Die toten Augen (The Dead Eyes) is an opera (called a Bühnendichtung or 'stage poem' by the composer) with a prologue and one act by Eugen d'Albert to a libretto in German by Hanns Heinz Ewers and Marc Henry (Achille Georges d'Ailly-Vaucheret) after Henry's own 1897 play Les yeux morts.

==Performance history==
Die toten Augen was first performed on 5 March 1916 at the Hofoper in Dresden conducted by Fritz Reiner. During the opening run of seven performances (March–May 1916), the role of Aurelius Galba was sung on two occasions, and that of Der Hirt on four occasions, by Richard Tauber.

==Roles==

Roles, voice types, premiere cast
| Role | Voice type | Premiere cast, 5 March 1916 Conductor: Fritz Reiner |
| Arcesius, Roman envoy to Jerusalem | baritone | Friedrich Plaschke |
| Myrtocle, his blind wife | soprano | Helena Forti |
| Aurelius Galba, a Roman captain | tenor | Curt Taucher |
| Arsinoe, Myrtocle's slave | mezzo-soprano | Grete Merrem-Nikisch |
| Ktesiphar, an Egyptian doctor | tenor | Robert Büssel |
| Jesus (Worte Christi) | tenor (off-stage) |  |
| Mary Magdalen | contralto | Anka Horvat |
| Shepherd (der Hirt) | tenor |  |
| Shepherd boy | soprano |  |
| Reaper | baritone |  |
| Rebecca, a Jewish woman | soprano |  |
| Ruth, a Jewish woman | soprano |  |
| Esther, a Jewish woman | soprano |  |
| Sarah, a Jewish woman | soprano |  |
| A sick woman | soprano |  |
Arcesius' male and female slaves, reapers etc.

==Synopsis==
Set in biblical times, Die toten Augen is a tragic drama involving a Roman envoy called Arcesius, his beautiful but blind wife Myrtocle and Aurelius Galba, a handsome Roman captain.

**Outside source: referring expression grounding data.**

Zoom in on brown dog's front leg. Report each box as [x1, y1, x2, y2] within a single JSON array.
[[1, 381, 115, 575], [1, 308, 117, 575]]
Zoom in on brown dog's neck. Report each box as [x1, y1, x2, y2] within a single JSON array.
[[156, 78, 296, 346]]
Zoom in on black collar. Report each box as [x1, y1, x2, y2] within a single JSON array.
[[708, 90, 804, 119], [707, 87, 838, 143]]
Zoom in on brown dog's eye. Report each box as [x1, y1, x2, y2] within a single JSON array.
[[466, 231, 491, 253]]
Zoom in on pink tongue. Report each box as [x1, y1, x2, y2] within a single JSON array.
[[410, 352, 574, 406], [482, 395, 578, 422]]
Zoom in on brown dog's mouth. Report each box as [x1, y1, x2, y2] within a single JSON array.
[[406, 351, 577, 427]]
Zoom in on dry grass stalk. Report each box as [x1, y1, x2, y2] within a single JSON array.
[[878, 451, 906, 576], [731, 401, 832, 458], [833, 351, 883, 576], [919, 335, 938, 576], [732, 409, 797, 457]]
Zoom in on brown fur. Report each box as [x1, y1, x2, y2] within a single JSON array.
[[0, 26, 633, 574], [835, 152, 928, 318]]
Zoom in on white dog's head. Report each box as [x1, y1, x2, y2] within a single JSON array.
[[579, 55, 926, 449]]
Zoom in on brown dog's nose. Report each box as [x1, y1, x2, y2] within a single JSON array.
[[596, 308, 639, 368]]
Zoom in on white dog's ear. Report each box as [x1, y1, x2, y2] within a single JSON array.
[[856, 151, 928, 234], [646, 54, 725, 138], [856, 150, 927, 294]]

A review by Michael Oliver in Gramophone enlarges upon this:
The plot, set in Jerusalem on the first Palm Sunday, concerns the beautiful Myrtocle, blind since birth, who longs for sight mainly so that she may see her deeply loved husband Arcesius, whom she believes to be as handsome as Apollo. She is given her sight by Christ who (his single, off-stage line) predicts that before the sun sets she will curse him. A man as handsome as Apollo indeed appears, and Myrtocle falls into his arms: it is Galba, her husband's friend, who has loved her for years. Arcesius kills him and Myrtocle, realising his love and his suffering, blinds herself again by staring at the sun. The action is framed by a Prologue and Epilogue in which a Shepherd goes in search of a lost lamb and, in the Epilogue, finds it.

==Recordings==
- 1997: Dagmar Schellenberger, Norbert Orth, Hartmut Welker, Olaf Bär; Dresden Philharmonic, Dresden Philharmonic Choir, conductor: Ralf Weikert; March 1997, CPO - B000042OED (CD)
There is another recording, deriving from a 1951 Stuttgart radio production, on Cantus Classics CACD 5.00231 F. It is conducted by Walter Born, and the main singers are Marianne Schech, Wolfgang Windgassen, Franz Fehringer and Hetty Plümacher.